In the nineteenth part of the century, the German physician Anton Biermer provided more detailed accounts and introduced the term “progressive pernicious anemia.” Biermer emphasized the severe macrocytic anemia seen on blood examination and the progressive, often fatal outcome. By this time, advances in microscopy had allowed physicians to observe abnormally large red blood cells—what we now call megaloblasts—although their significance was not yet understood. The bone marrow, when examined, showed striking hypercellularity with ineffective erythropoiesis, but the underlying defect remained obscure. A crucial clue, however, emerged from pathology: many patients had atrophic gastritis, with thinning of the gastric mucosa. Yet the connection between the stomach and the bone marrow was not immediately apparent.

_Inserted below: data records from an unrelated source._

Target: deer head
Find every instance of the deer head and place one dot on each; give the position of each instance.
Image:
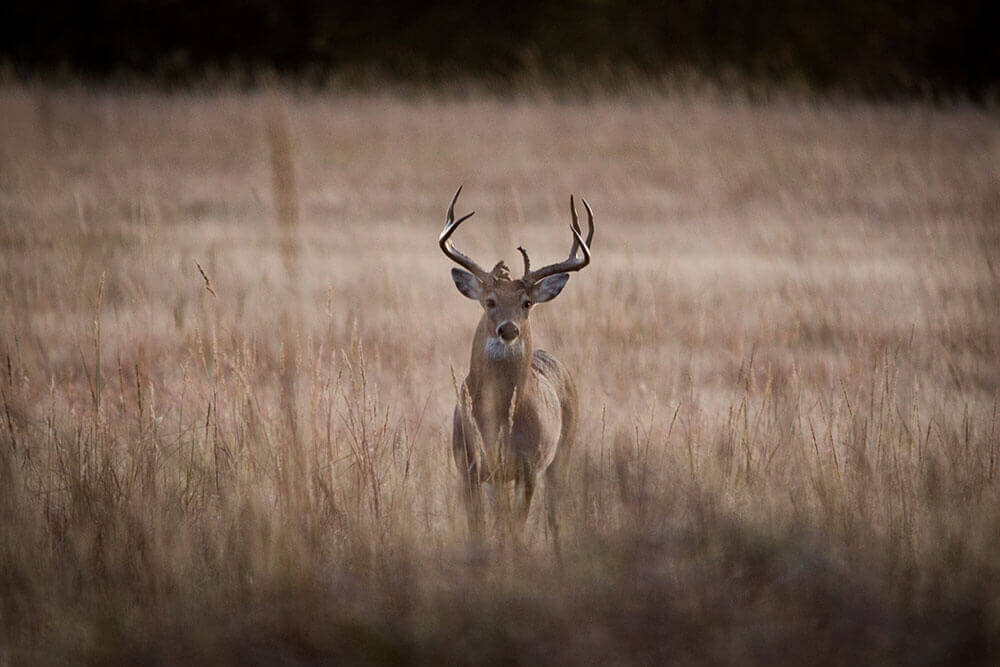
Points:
(507, 302)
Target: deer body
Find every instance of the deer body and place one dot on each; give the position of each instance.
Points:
(517, 409)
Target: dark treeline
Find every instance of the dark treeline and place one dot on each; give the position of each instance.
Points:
(875, 48)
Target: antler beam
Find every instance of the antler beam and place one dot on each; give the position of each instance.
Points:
(448, 247)
(573, 263)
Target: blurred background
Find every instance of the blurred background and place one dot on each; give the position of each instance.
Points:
(877, 49)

The decisive breakthrough came in the 1920s. George Whipple, studying anemia in dogs, discovered that feeding them liver accelerated recovery from blood loss. In 1926 George Minot and William Murphy applied this observation to patients with pernicious anemia and  reported dramatic improvements in patients who consumed large quantities of raw liver daily. This was nothing short of revolutionary. Bedridden patients regained strength, blood counts rose, and neurologic symptoms sometimes improved. In 1934 Whipple, Minot, and Murphy were awarded the Nobel Prize in Physiology or Medicine.

Yet liver was a cumbersome treatment—patients often had to eat half a pound or more daily. The next advance occurred in 1948 when two research groups independently identified vitamin B12 (cobalamin) as the crucial anti-pernicious anemia substance. This discovery transformed therapy; instead of consuming large amounts of liver, patients could receive small, precise doses of vitamin B12 by injection. But one puzzle remained: why could patients with pernicious anemia not simply absorb vitamin B12 from food? The answer lay in the physiology of the stomach. Researchers  revealed that patients with pernicious anemia lacked “intrinsic factor,” a glycoprotein produced by parietal cells of the gastric mucosa. Intrinsic factor binds vitamin B12 and facilitates its absorption in the terminal ileum. Without it, even a diet rich in B12 cannot prevent deficiency. The atrophic gastritis observed decades earlier was not incidental; it was central. Pernicious anemia is now understood as an autoimmune disease in which antibodies target the intrinsic factor and the gastric parietal cells, leading to impaired B12 absorption.